Francisco e Clara eram enamorados profundamente um do outro, um amor puríssimo, privado além de tudo, de todo o espaço de sexualidade, diante do qual nós devemos o maior respeito.
Os sinais do enamoramento são evidentes em tantas passagens da sua existência, dos encontros secretos nos quais Francisco se fazia acompanhar por frei Filipe, e Clara por uma mulher de confiança, Bona di Guelfuccio, e onde matura a decisão de Clara de seguir a mesma via de Francisco, à organização da fuga do mundo, ao corte dos cabelos pelas mãos de Francisco, ao refúgio no convento das beneditinas, mas também na separação da clausura e o desejo reciproco de se encontrarem pelo menos uma vez (aliás realizado na ceia convivial narrada nas Florinhas,15) e por fim, na doença e morte de Francisco. Clara temia morrer antes dele e fez conhecer a Francisco a ânsia que a atormentava e ele respondeu com uma carta.
Levou-a um frade a quem Francisco disse: Vai e leva esta carta a dona Clara: Dir-lhe-ás que deixe cair toda a angústia e tristeza causada pelo facto que agora não me pode ver. Saiba em verdade que, antes da sua passagem, tanto ela como as suas irmãs me verão ainda e terão grande consolação.
Clara e as suas irmãs viram-no pela última vez, morto, porque ao transportar o corpo da Porciúncula para a cidade, a grade que protegia a clausura foi tirada e os frades levantaram o cadáver até à janela para que Clara e as irmãs o pudessem ver.
Jacopa dei Settesoli era uma rica viúva romana que Francisco tinha conhecido durante as suas viagens até à cúria papal. Jacopa tinha ficado certamente fascinada pela pregação e estilo de vida de Francisco e dos seus companheiros, mas tinha ficado na sua classificação de senhora nobre, administradora dos seus bens, embora ajudando os frades e os necessitados com grande coração e caridade.

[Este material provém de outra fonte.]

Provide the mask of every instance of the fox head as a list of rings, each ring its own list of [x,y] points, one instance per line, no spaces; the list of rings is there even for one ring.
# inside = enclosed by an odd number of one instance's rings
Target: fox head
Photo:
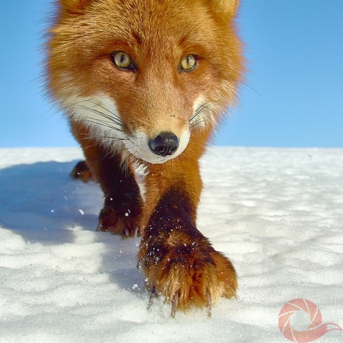
[[[235,102],[243,69],[237,6],[60,0],[48,43],[52,96],[100,143],[151,163],[176,157]]]

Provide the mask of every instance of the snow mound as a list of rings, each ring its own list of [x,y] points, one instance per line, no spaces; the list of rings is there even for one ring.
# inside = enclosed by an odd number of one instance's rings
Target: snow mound
[[[172,320],[163,299],[146,309],[139,239],[94,230],[99,187],[69,177],[82,158],[0,150],[1,342],[287,342],[279,313],[299,298],[343,327],[343,150],[204,157],[198,228],[239,277],[238,298],[222,299],[210,320],[196,309]],[[342,340],[339,331],[320,339]]]

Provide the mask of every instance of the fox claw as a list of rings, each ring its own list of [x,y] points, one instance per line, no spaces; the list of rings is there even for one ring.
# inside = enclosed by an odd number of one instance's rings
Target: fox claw
[[[170,314],[170,318],[175,318],[175,314],[176,313],[176,309],[178,308],[178,293],[176,293],[172,299],[172,313]]]
[[[206,307],[207,307],[207,318],[211,318],[212,316],[212,298],[211,297],[211,293],[207,292],[206,294]]]
[[[155,286],[154,286],[152,287],[150,298],[149,298],[149,301],[147,302],[147,309],[150,309],[150,307],[154,304],[154,299],[156,298],[156,287]]]

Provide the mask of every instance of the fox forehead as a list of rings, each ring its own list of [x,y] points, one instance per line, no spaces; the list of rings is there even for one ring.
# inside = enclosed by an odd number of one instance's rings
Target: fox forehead
[[[107,49],[126,45],[134,52],[139,49],[140,54],[142,49],[150,54],[161,50],[182,54],[185,50],[211,49],[220,43],[218,37],[223,38],[227,31],[225,23],[220,23],[203,0],[69,2],[84,3],[82,14],[64,9],[59,25],[52,32],[62,32],[66,40],[69,37],[75,43],[82,42],[84,47],[97,43],[98,47]]]

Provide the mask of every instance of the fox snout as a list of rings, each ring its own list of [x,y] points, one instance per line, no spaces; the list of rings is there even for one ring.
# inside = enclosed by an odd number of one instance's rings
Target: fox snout
[[[172,155],[179,145],[178,137],[172,132],[161,132],[149,141],[149,147],[154,154],[165,157]]]

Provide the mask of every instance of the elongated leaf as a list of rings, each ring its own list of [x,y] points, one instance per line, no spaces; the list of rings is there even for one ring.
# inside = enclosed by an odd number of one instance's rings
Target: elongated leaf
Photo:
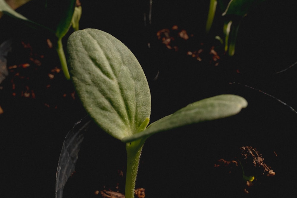
[[[76,0],[51,0],[46,5],[49,15],[49,27],[55,31],[57,37],[60,39],[65,35],[71,26]]]
[[[41,29],[54,33],[53,30],[48,27],[35,23],[27,18],[23,15],[15,12],[5,2],[4,0],[0,0],[0,12],[18,20],[22,20],[25,24],[34,29]]]
[[[71,78],[91,117],[118,139],[137,132],[149,117],[151,95],[132,52],[109,34],[92,29],[72,34],[67,49]]]
[[[222,16],[234,15],[244,17],[247,14],[250,8],[265,0],[231,0]]]
[[[86,116],[76,123],[68,132],[63,143],[59,158],[56,178],[56,198],[62,198],[63,190],[68,178],[75,170],[80,145],[84,134],[91,122],[91,118]]]
[[[203,99],[155,122],[143,131],[125,137],[122,141],[129,142],[190,124],[230,116],[238,113],[247,105],[245,99],[235,95],[219,95]]]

A relação de Francisco com Jacopa é absolutamente diversa daquela que manteve com Clara. Francisco e os seus consideravam-na familiarmente, tanto que a chamavam Giacomina e até mesmo Frei Jacopa.

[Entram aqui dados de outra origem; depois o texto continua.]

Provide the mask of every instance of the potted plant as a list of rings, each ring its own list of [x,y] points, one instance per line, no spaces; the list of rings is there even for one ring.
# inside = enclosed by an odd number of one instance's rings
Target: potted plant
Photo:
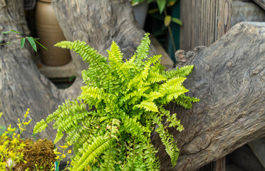
[[[192,102],[199,101],[185,95],[189,90],[182,84],[193,66],[165,71],[160,64],[160,55],[148,57],[148,36],[125,62],[115,42],[108,51],[108,60],[85,42],[56,45],[75,51],[88,63],[88,70],[82,72],[86,86],[77,99],[66,100],[37,123],[33,133],[56,120],[55,143],[65,132],[66,140],[73,145],[70,170],[158,170],[157,150],[150,138],[154,131],[159,133],[172,166],[176,165],[179,149],[167,128],[179,131],[184,128],[177,114],[170,115],[165,105],[175,101],[189,108]]]

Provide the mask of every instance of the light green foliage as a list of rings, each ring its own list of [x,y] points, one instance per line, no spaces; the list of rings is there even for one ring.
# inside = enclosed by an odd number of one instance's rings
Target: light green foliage
[[[148,57],[148,33],[133,56],[123,61],[119,46],[113,42],[107,58],[81,41],[62,41],[56,45],[75,51],[88,62],[82,72],[86,86],[77,100],[66,100],[34,128],[43,130],[47,123],[56,122],[55,142],[67,134],[73,144],[75,156],[71,170],[159,170],[157,150],[151,143],[155,126],[175,165],[179,155],[173,136],[162,124],[182,130],[176,114],[170,115],[163,106],[170,101],[190,108],[199,101],[186,97],[188,90],[182,83],[193,66],[165,71],[161,56]]]
[[[26,118],[28,115],[29,109],[26,112],[22,122],[19,119],[19,134],[15,133],[16,128],[11,128],[11,125],[7,128],[7,130],[0,135],[0,170],[13,170],[17,163],[20,162],[26,162],[24,159],[24,153],[21,150],[26,146],[24,142],[20,140],[20,136],[25,128],[31,120],[26,122]],[[3,115],[0,113],[0,118]]]

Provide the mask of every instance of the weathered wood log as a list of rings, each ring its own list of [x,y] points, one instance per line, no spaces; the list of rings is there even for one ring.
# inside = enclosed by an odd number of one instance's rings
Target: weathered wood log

O sentimento que unia Jacopa a Francisco deve ser visto no sentimento materno, no mais fraterno: disso têm-se sinais inequívocos como aquele que aparece no momento da morte de Francisco, quando Jacopa está presente na passagem.
Conta frei Tomás de Celano, o máximo e mais atendível biografo de Francisco porque seu companheiro, que apenas acabou de expirar, Frei Elias mandou aproximar Jacopa “e, pondo-lhe nos braços o corpo do amigo…diz: aqui tens, abraça morto aquele que amaste vivo!

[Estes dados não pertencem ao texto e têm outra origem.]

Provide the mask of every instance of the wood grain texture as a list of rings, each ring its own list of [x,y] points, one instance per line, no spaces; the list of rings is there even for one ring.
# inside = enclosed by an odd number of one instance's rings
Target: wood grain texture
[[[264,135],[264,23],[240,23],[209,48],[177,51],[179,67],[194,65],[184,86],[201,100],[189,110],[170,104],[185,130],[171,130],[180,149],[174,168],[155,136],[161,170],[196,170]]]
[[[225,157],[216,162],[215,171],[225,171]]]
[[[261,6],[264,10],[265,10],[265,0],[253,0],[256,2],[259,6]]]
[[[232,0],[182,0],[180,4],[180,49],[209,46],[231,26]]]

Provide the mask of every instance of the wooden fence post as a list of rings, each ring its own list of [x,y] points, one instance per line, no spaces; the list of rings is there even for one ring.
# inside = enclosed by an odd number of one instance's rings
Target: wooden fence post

A propósito destas relações femininas de Francisco, de resto únicas e em contra tendência com a escolha do ascetismo, Padre Ernesto Balducci escreve: Um pouco corajosamente, poderia dizer-se que se Clara era a esposa, Jacopa era a mãe.
Certamente, a nota é audaz, mas na sua síntese está o sentido de uma reconquista da dimensão humana que Francisco recupera, precisamente através do amor, em relação à dimensão ascética.
Diante deste facto tão grande nós devemos parar a nossa investigação e dizer com Tomás de Celano: Que mais?